After the game on Monday, May tried to talk to the team but Stokes said there wasn’t so much as an apology before she walked out.
The team had already made its decision.
“It wasn’t a great conversation,” Stokes said. “She tried to justify what she tweeted and said some stuff that baffled all of us. ... I was so upset, it wasn’t an apology, there was no sorry to the team, just her trying to state her case. My teammates, we had all made the decision to walk away.”
Along with the racist undertones of the tweet from May, it coming from the team account took away the players’ voice and misrepresented them, which breached trust in a way that can’t be recovered.
“We were in shock the organization we represented would put something so personal on a team account,” Abbott said. “A lot of the things we work for in the sports world, we fight for a lot of different things and this is a step back.
“Everyone walked out, it’s a moment I’ll never forget but a moment we never should have gone through.”
Requests for comment from the Scrap Yard Dawgs organization were not returned as of publishing.
The players want to play but if they do, it won’t be with Scrap Yard across their chest. The unified message is taking a stand against racism is more important than playing for one of the only handful of pro softball teams in the world.
Abbott mentioned a potential charity game on Saturday in Florida, but it remains unclear what happens next with the Pride announcing their postponement and the Scrap Yard players still trying to figure out if they can fund their way to being their own team.

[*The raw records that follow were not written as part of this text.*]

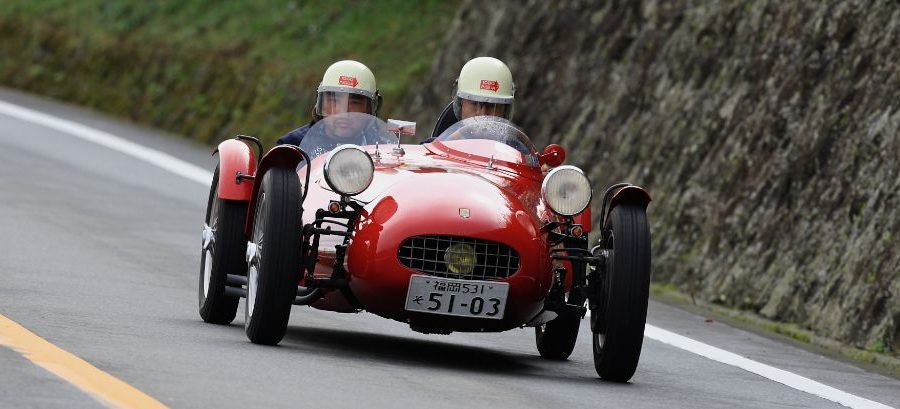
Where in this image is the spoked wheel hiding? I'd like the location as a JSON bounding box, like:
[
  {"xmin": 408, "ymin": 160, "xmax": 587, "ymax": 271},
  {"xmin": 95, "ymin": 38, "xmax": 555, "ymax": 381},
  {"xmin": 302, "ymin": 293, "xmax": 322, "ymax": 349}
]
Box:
[
  {"xmin": 244, "ymin": 168, "xmax": 301, "ymax": 345},
  {"xmin": 591, "ymin": 205, "xmax": 650, "ymax": 382},
  {"xmin": 198, "ymin": 168, "xmax": 247, "ymax": 324},
  {"xmin": 534, "ymin": 249, "xmax": 587, "ymax": 361}
]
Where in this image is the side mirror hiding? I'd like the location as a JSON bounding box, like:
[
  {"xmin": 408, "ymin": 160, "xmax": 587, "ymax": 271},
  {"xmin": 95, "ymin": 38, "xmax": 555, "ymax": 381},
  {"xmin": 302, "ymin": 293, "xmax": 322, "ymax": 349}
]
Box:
[
  {"xmin": 387, "ymin": 119, "xmax": 416, "ymax": 135},
  {"xmin": 538, "ymin": 143, "xmax": 566, "ymax": 168}
]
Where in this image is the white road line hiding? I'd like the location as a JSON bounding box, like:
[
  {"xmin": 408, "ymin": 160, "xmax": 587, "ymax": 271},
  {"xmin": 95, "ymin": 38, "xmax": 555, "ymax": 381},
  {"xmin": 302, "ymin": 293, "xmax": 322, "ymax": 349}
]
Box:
[
  {"xmin": 644, "ymin": 324, "xmax": 891, "ymax": 409},
  {"xmin": 0, "ymin": 101, "xmax": 212, "ymax": 186},
  {"xmin": 0, "ymin": 101, "xmax": 891, "ymax": 409}
]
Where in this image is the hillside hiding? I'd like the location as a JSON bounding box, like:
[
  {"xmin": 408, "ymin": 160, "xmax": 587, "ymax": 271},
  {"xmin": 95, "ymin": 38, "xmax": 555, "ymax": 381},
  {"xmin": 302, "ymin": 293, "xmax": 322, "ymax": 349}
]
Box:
[
  {"xmin": 0, "ymin": 0, "xmax": 458, "ymax": 142},
  {"xmin": 406, "ymin": 0, "xmax": 900, "ymax": 354}
]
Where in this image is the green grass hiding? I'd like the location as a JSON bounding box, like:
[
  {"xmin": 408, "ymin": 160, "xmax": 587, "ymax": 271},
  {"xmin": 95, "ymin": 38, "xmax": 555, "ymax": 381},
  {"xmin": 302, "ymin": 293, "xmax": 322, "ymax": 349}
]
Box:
[{"xmin": 0, "ymin": 0, "xmax": 458, "ymax": 147}]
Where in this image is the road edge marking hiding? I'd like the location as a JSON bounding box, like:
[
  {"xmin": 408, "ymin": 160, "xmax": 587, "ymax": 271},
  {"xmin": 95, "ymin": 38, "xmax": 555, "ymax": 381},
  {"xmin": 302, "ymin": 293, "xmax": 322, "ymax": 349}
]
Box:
[
  {"xmin": 0, "ymin": 100, "xmax": 212, "ymax": 186},
  {"xmin": 0, "ymin": 314, "xmax": 166, "ymax": 408},
  {"xmin": 644, "ymin": 324, "xmax": 891, "ymax": 409}
]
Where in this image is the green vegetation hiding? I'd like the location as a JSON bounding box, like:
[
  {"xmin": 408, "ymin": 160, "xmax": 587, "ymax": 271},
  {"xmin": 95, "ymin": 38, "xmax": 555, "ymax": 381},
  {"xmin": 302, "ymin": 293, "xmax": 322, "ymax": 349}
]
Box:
[{"xmin": 0, "ymin": 0, "xmax": 458, "ymax": 142}]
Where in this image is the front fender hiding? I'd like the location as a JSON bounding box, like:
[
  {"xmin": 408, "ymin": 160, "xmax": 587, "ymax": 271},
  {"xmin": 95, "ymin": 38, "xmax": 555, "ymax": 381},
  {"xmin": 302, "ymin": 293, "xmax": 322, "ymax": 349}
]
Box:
[
  {"xmin": 244, "ymin": 145, "xmax": 306, "ymax": 237},
  {"xmin": 214, "ymin": 139, "xmax": 256, "ymax": 201},
  {"xmin": 603, "ymin": 185, "xmax": 651, "ymax": 226}
]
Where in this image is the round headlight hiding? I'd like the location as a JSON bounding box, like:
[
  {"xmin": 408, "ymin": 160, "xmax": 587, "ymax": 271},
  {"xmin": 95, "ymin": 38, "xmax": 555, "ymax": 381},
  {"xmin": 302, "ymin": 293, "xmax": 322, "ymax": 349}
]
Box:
[
  {"xmin": 325, "ymin": 145, "xmax": 375, "ymax": 196},
  {"xmin": 541, "ymin": 165, "xmax": 591, "ymax": 216}
]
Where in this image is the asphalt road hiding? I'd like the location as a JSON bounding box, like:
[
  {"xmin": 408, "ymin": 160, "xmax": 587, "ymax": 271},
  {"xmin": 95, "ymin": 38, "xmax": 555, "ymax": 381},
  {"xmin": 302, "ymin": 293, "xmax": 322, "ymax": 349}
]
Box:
[{"xmin": 0, "ymin": 90, "xmax": 900, "ymax": 409}]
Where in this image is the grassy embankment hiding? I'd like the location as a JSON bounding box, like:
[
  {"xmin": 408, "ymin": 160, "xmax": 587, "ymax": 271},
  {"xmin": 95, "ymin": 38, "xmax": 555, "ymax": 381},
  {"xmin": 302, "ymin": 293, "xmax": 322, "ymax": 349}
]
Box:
[{"xmin": 0, "ymin": 0, "xmax": 458, "ymax": 143}]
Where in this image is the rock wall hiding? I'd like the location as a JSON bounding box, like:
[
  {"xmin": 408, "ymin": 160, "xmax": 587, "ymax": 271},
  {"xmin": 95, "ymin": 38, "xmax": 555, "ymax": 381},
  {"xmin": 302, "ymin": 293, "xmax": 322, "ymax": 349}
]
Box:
[{"xmin": 404, "ymin": 0, "xmax": 900, "ymax": 354}]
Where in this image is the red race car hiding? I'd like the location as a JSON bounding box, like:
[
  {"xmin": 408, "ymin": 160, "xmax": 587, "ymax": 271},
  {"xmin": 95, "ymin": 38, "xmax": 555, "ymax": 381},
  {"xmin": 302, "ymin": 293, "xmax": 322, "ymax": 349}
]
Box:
[{"xmin": 199, "ymin": 114, "xmax": 650, "ymax": 382}]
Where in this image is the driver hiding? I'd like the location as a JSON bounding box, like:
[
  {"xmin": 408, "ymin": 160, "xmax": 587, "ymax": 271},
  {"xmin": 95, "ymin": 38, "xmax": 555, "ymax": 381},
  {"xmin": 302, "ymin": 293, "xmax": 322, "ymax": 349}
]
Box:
[
  {"xmin": 422, "ymin": 57, "xmax": 516, "ymax": 143},
  {"xmin": 278, "ymin": 60, "xmax": 381, "ymax": 145}
]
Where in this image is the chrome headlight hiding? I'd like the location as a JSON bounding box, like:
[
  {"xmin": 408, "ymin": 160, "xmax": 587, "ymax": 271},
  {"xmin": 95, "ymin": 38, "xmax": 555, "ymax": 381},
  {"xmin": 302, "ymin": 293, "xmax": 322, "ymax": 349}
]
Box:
[
  {"xmin": 325, "ymin": 145, "xmax": 375, "ymax": 196},
  {"xmin": 541, "ymin": 165, "xmax": 591, "ymax": 216}
]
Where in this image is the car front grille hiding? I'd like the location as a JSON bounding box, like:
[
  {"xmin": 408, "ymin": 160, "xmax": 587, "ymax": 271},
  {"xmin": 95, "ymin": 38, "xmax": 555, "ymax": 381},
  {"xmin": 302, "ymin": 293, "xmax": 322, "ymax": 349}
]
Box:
[{"xmin": 397, "ymin": 235, "xmax": 519, "ymax": 280}]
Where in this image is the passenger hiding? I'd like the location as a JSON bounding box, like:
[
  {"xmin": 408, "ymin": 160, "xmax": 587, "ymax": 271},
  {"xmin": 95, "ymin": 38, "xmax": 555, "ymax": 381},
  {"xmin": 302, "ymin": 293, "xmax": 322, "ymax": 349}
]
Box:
[
  {"xmin": 422, "ymin": 57, "xmax": 516, "ymax": 143},
  {"xmin": 278, "ymin": 60, "xmax": 381, "ymax": 145}
]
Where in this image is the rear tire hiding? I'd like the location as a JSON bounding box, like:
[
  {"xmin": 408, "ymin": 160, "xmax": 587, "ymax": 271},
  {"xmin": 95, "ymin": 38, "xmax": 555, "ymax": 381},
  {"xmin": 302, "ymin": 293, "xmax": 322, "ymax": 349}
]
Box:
[
  {"xmin": 244, "ymin": 168, "xmax": 301, "ymax": 345},
  {"xmin": 591, "ymin": 205, "xmax": 650, "ymax": 382},
  {"xmin": 198, "ymin": 167, "xmax": 247, "ymax": 325}
]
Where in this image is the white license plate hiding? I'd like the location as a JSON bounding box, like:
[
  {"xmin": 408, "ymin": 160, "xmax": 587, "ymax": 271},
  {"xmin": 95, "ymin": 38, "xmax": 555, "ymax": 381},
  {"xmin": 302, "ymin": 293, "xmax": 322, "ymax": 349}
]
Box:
[{"xmin": 406, "ymin": 275, "xmax": 509, "ymax": 319}]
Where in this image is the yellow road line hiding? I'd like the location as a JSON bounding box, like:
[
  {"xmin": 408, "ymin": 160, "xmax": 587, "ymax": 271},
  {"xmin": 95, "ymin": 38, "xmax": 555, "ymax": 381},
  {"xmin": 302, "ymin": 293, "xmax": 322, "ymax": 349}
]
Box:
[{"xmin": 0, "ymin": 314, "xmax": 166, "ymax": 408}]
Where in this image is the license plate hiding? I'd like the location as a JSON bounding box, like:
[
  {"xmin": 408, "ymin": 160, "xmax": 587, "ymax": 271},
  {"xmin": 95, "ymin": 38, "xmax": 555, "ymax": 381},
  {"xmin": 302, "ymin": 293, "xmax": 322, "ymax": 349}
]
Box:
[{"xmin": 406, "ymin": 275, "xmax": 509, "ymax": 319}]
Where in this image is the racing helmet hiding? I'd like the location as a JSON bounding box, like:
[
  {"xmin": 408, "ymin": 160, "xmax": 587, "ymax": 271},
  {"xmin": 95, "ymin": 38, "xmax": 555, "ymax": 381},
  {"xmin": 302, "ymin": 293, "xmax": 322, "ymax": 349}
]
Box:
[
  {"xmin": 313, "ymin": 60, "xmax": 381, "ymax": 119},
  {"xmin": 453, "ymin": 57, "xmax": 516, "ymax": 119}
]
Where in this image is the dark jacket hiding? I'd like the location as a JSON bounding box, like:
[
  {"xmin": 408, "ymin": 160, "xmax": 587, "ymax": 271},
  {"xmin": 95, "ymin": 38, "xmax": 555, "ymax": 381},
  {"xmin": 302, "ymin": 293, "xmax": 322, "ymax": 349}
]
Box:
[{"xmin": 278, "ymin": 123, "xmax": 312, "ymax": 146}]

No matter what it says on the uniform for the players formerly of the Scrap Yard Dawgs, Stokes and her teammates aren’t allowing May’s actions to define their careers.
“A lot of people are saying we quit, but that’s not the case,” Stokes said. “We’re still trying to play. We’re in Florida and [coronavirus] cases are spiking every day. But we’re trying to instill that hope in people that one person can do something and ruin it for everybody, but we’re bigger than that. As powerful, empowered women, we can make a change and still run with something that someone else tried to take away.
“We don’t want one person to take that away from us.”